Przeczytaj także
– Cały chodnik na ulicy Panoramicznej, od trawnika aż do ulicy Czarnowskiej, zastawiony jest samochodami, które stoją całymi dniami nie płacąc za postój. Miasto traci pieniądze i nic z tym nie robi – zgłosił nam pan Stanisław.
Sprawa dotyczy terenu za dawnym kinem Romantica, gdzie od blisko dwóch lat stoi płatny parking. Kierowcy jednak znaleźli sposób na darmowy postój i parkują pojazdy na chodniku, gdzie nie ma wyznaczonych miejsc i na zieleńcu, rozjeżdżając w ten sposób trawę.
– Kontrolerzy MZD nie mogą sprawdzać biletów tam, gdzie nie są wyznaczone miejsca parkingowe i gdzie brak znaków informujących o płatnym postoju. Na ulicy Panoramicznej samochody stoją całymi dniami nie płacąc za postój. Jedynie mogłaby tu interweniować straż miejska, ale to nic nie da, bo gdy jeden kierowca odjedzie to na jego miejsce przyjedzie następny.
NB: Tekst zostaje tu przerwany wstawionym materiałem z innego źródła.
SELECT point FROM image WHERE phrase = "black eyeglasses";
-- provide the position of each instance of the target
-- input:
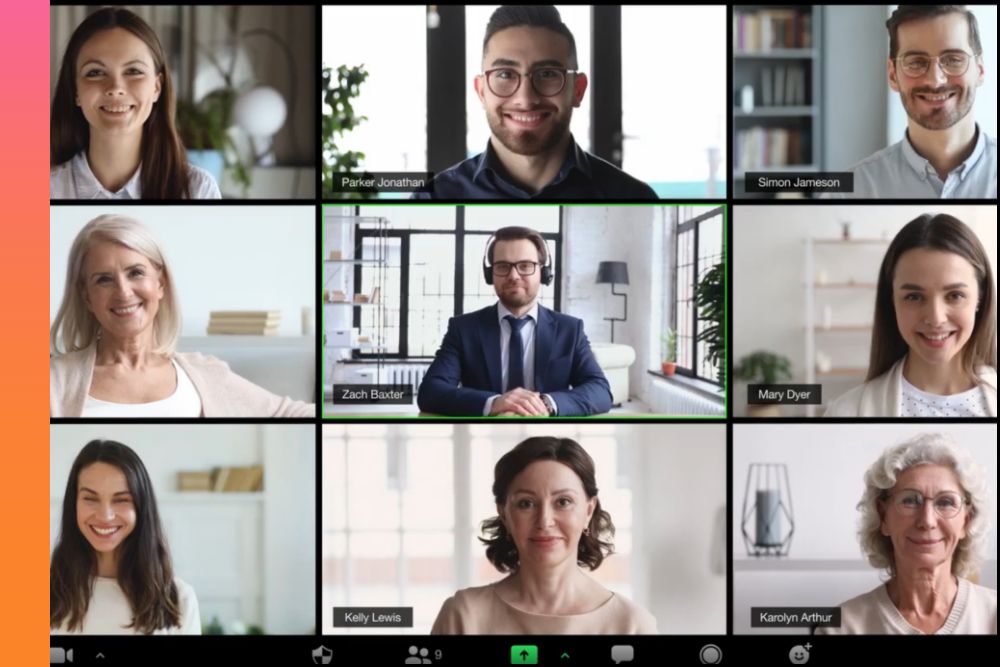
(523, 268)
(547, 81)
(947, 504)
(952, 63)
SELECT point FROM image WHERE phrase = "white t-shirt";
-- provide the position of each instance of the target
(109, 612)
(974, 612)
(75, 180)
(915, 402)
(184, 402)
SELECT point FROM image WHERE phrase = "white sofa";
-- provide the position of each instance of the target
(615, 360)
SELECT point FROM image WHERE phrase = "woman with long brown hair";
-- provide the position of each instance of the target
(111, 570)
(934, 338)
(112, 122)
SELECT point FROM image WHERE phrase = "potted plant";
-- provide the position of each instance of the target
(204, 129)
(669, 364)
(762, 367)
(710, 297)
(340, 87)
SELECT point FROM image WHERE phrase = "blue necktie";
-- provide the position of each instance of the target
(515, 353)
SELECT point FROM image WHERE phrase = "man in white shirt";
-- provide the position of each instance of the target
(935, 64)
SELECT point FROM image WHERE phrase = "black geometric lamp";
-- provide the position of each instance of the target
(768, 520)
(615, 273)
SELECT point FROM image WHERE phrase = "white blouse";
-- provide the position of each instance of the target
(184, 402)
(109, 612)
(75, 180)
(915, 402)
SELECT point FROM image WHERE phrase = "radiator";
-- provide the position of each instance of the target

Przy samej ulicy Panoramicznej parkuje dziennie jednocześnie około 30 aut po prostu za darmo… – informuje nas nasz czytelnik.
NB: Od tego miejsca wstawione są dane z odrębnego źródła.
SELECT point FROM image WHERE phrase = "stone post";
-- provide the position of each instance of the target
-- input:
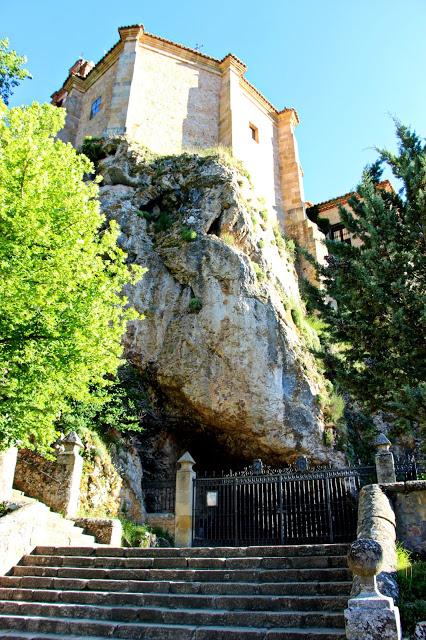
(7, 472)
(385, 465)
(185, 477)
(72, 462)
(370, 615)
Zapytaliśmy Miejski Zarząd Dróg, czy są w stanie zlikwidować zaistniały problem. Rzecznik MZD, Jarosław Skrzydło zaznacza, że trwają już prace nad skutecznym rozwiązaniem.
– Rzeczywiście pojazdy parkują tam w pewnym stopniu na zieleńcu, co oczywiście nie powinno mieć absolutnie miejsca. W związku z tym został przygotowany projekt organizacji ruchu – wyjaśnia. Wspomniany projekt zakłada wysłupkowanie przestrzeni zielonej, żeby uniemożliwić nielegalne parkowanie. Odpowiednie przeszkody pojawią się także na wysepkach.
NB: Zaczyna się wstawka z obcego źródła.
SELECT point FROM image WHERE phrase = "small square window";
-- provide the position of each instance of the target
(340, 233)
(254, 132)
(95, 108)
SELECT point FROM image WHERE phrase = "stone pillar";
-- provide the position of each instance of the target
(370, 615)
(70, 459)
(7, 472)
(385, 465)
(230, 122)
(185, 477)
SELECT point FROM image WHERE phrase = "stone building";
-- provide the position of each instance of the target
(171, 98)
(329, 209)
Co zaś z samymi trawnikami? Rzecznik MZD zapewnia, że zostaną podjęte działania, aby odtworzyć zieleń na tym terenie. – Będziemy się kontaktować z odpowiednimi służbami i myślę, że ten temat również będzie załatwiony – mówi Jarosław Skrzydło.
Zdziwiony całą sytuacją jest radny Kamil Suchański, który od dawna apeluje do władz miasta o zwiększenie miejsc parkingowych w centrum Kielc.
– Przychód z jednego miejsca parkingowe w strefie płatnego parkowania oscyluje wokół kilku tysięcy złotych rocznie. pan prezydent niejednokrotnie mówił i mówi o problemach finansowych, a tymczasem dochodzi do parkowania na dziko. Niestety pan prezydent i urzędnicy mu podlegli wybierają rozwiązanie poprzez sukcesywne stawianie słupków w naszym mieście.Stawianiem słupków nie rozwiązuje się problemu braku miejsc parkingowych. Osobiście cały czas dostaje sygnały czy wręcz apele od mieszkańców i przedsiębiorców o to by tworzyć więcej miejsc parkingowych. Nie wiem czy akurat na całej długości rozjechanego trawnika należałoby utworzyć miejsca parkingowe, ale na pewno powinno się to przeanalizować zanim wyda się kolejne pieniądze na słupki. Uważam, że praktycznie bez inwestycji może powstać w centrum około 200 nowych miejsc parkingowych. Miasto mogłoby w ten sposób uzyskać dodatkowe wpływy w wysokości blisko miliona złotych rocznie, co pozwoliłoby na przeznaczenie większych środków na remonty dróg, które są w katastrofalnym stanie w naszym mieście – komentuje Suchański.